Beckett can also take the Chartwell Stakes for older fillies with Remarquee, who aims to win first time out for the third season in a row
Looking back 50 years, the 1974 Derby Trial form was completely turned over in the Derby itself. Carrying Lady Beaverbrook’s wellknown brown and green colours, Bustino was the winner at Lingfield. Snow Knight was third, beaten one length and a length-and-a-half at level weights. Bustino had already finished five lengths ahead of Snow Knight in the Sandown Classic Trial, giving him five pounds.
Three-and-a-half weeks later Snow Knight won at 50/1, with Bustino three lengths back in fourth. In hindsight Snow Knight had improved between the two trials by five pounds plus two-and-a-half lengths, so on the basis that an upward curve might be maintained those odds were generous considering his old rival was returned at 8/1.
Bustino redeemed himself by winning the St Leger and the following year’s Coronation Cup. He was then one half of the Race of the Century in the King George VI & Queen Elizabeth Stakes, when just outpointed by Grundy an epic battle. Two-and-a-half seconds were knocked off the course record, which stood for 35 years.

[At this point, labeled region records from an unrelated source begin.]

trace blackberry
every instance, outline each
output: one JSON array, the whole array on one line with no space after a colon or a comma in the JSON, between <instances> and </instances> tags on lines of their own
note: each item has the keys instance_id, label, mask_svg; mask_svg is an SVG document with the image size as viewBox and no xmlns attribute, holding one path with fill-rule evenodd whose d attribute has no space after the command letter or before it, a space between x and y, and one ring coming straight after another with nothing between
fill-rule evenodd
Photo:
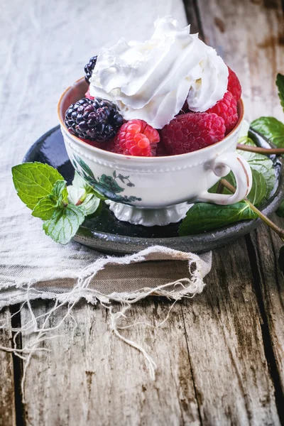
<instances>
[{"instance_id":1,"label":"blackberry","mask_svg":"<svg viewBox=\"0 0 284 426\"><path fill-rule=\"evenodd\" d=\"M93 56L92 58L91 58L89 61L88 62L87 64L85 65L84 68L84 73L85 73L84 80L88 83L88 84L89 83L89 79L92 77L92 74L93 72L94 65L96 65L96 62L97 62L97 56Z\"/></svg>"},{"instance_id":2,"label":"blackberry","mask_svg":"<svg viewBox=\"0 0 284 426\"><path fill-rule=\"evenodd\" d=\"M112 139L123 123L117 106L101 98L83 98L72 104L65 114L65 124L72 134L97 142Z\"/></svg>"}]
</instances>

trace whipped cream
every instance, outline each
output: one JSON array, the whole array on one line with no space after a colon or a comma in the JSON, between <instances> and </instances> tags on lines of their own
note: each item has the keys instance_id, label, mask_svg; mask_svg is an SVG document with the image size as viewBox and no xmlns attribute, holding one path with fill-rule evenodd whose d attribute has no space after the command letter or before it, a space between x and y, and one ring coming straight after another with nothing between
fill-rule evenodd
<instances>
[{"instance_id":1,"label":"whipped cream","mask_svg":"<svg viewBox=\"0 0 284 426\"><path fill-rule=\"evenodd\" d=\"M216 50L180 28L170 16L155 23L152 38L141 43L124 38L102 48L90 78L91 96L116 104L126 120L145 120L162 129L185 100L204 111L225 93L228 68Z\"/></svg>"}]
</instances>

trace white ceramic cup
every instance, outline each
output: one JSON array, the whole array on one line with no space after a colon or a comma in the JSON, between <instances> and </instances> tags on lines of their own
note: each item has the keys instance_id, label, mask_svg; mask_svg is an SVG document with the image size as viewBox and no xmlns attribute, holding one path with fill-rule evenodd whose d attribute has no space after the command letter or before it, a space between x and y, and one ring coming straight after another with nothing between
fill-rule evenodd
<instances>
[{"instance_id":1,"label":"white ceramic cup","mask_svg":"<svg viewBox=\"0 0 284 426\"><path fill-rule=\"evenodd\" d=\"M238 102L234 129L214 145L168 157L123 155L92 146L70 134L65 125L68 106L84 97L87 84L77 81L62 95L58 116L68 156L79 174L109 200L109 208L120 220L144 226L165 225L183 218L189 203L230 204L244 198L252 184L247 162L236 152L244 119ZM232 195L211 194L222 176L232 170L236 190Z\"/></svg>"}]
</instances>

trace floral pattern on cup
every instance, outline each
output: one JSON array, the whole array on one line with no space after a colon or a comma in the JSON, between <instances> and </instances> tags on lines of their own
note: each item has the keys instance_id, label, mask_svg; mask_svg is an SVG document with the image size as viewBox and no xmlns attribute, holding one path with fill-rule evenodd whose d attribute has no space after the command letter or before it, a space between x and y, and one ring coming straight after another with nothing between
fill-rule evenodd
<instances>
[{"instance_id":1,"label":"floral pattern on cup","mask_svg":"<svg viewBox=\"0 0 284 426\"><path fill-rule=\"evenodd\" d=\"M131 204L134 201L141 201L141 198L138 198L134 195L121 195L125 188L121 187L117 180L122 183L126 182L126 186L134 187L135 185L129 180L129 176L123 176L120 173L116 175L116 170L114 171L112 176L102 175L100 178L96 178L94 173L87 164L78 155L76 155L72 160L72 165L75 170L99 194L109 200L116 202L123 202Z\"/></svg>"}]
</instances>

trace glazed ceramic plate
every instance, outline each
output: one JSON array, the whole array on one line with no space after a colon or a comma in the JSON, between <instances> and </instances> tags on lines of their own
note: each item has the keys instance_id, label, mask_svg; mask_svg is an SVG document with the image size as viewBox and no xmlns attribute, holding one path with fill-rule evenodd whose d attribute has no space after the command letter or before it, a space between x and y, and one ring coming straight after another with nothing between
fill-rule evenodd
<instances>
[{"instance_id":1,"label":"glazed ceramic plate","mask_svg":"<svg viewBox=\"0 0 284 426\"><path fill-rule=\"evenodd\" d=\"M258 146L270 147L268 142L256 132L251 131L249 136ZM277 185L270 200L262 208L265 214L270 214L277 209L284 193L282 160L275 155L271 158L275 170ZM57 168L68 185L72 182L74 168L67 155L59 126L48 131L33 145L23 159L23 162L28 161L46 163ZM179 236L178 223L166 226L132 225L119 221L104 203L99 216L87 219L73 239L96 250L111 253L135 253L154 245L202 253L244 235L261 222L261 219L244 221L217 231Z\"/></svg>"}]
</instances>

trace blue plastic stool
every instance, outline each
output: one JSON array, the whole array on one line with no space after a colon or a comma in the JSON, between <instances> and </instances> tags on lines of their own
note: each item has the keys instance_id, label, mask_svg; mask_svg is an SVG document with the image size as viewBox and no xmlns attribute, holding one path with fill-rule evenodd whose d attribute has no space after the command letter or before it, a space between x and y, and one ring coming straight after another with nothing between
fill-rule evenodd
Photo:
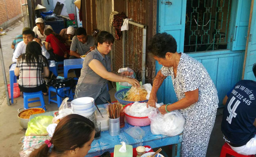
<instances>
[{"instance_id":1,"label":"blue plastic stool","mask_svg":"<svg viewBox=\"0 0 256 157\"><path fill-rule=\"evenodd\" d=\"M72 90L71 89L70 90L70 93L68 93L69 91L69 89L70 89L70 87L59 88L57 89L57 92L58 94L61 97L69 97L69 100L72 100L74 99L73 92L72 92ZM52 86L49 88L49 89L48 89L48 92L49 93L48 102L49 104L50 103L50 102L55 102L58 104L58 107L59 107L60 105L61 104L61 102L62 102L62 98L59 96L57 94L55 96L51 97L51 91L56 93L56 89ZM57 101L53 99L53 98L56 97L57 97Z\"/></svg>"},{"instance_id":2,"label":"blue plastic stool","mask_svg":"<svg viewBox=\"0 0 256 157\"><path fill-rule=\"evenodd\" d=\"M59 65L63 65L63 67L60 68L58 68ZM56 69L57 71L57 73L59 72L63 72L64 69L64 61L63 62L55 62L55 66L56 66ZM58 75L56 76L58 76Z\"/></svg>"},{"instance_id":3,"label":"blue plastic stool","mask_svg":"<svg viewBox=\"0 0 256 157\"><path fill-rule=\"evenodd\" d=\"M37 92L33 92L33 93L26 93L23 92L23 103L24 104L24 108L28 109L29 108L28 107L28 104L30 103L37 102L37 101L41 102L41 106L38 106L38 107L41 107L41 108L44 108L45 110L46 110L45 109L45 100L44 100L44 96L43 94L42 91L38 91ZM35 98L39 98L39 100L35 100L32 101L28 101L28 99L30 99Z\"/></svg>"}]
</instances>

Snow Knight has been pretty well forgotten, due to running only twice more after the Derby and finishing sixth and third before being sold to Canada. He had always been an awkward customer, often badly behaved at the start (“highly strung” to his admirers) and his new handler could not get any reward from him. He was passed on to an American trainer, Mack Miller, who was frustrated with his antics but spent a lot of time calming him down – so successfully that he won five big races in the States in 1975 and was voted the Male Turf Horse of the Year. Coincidentally, on this side of the Atlantic, Bustino was nominated the British Champion Older Horse that year.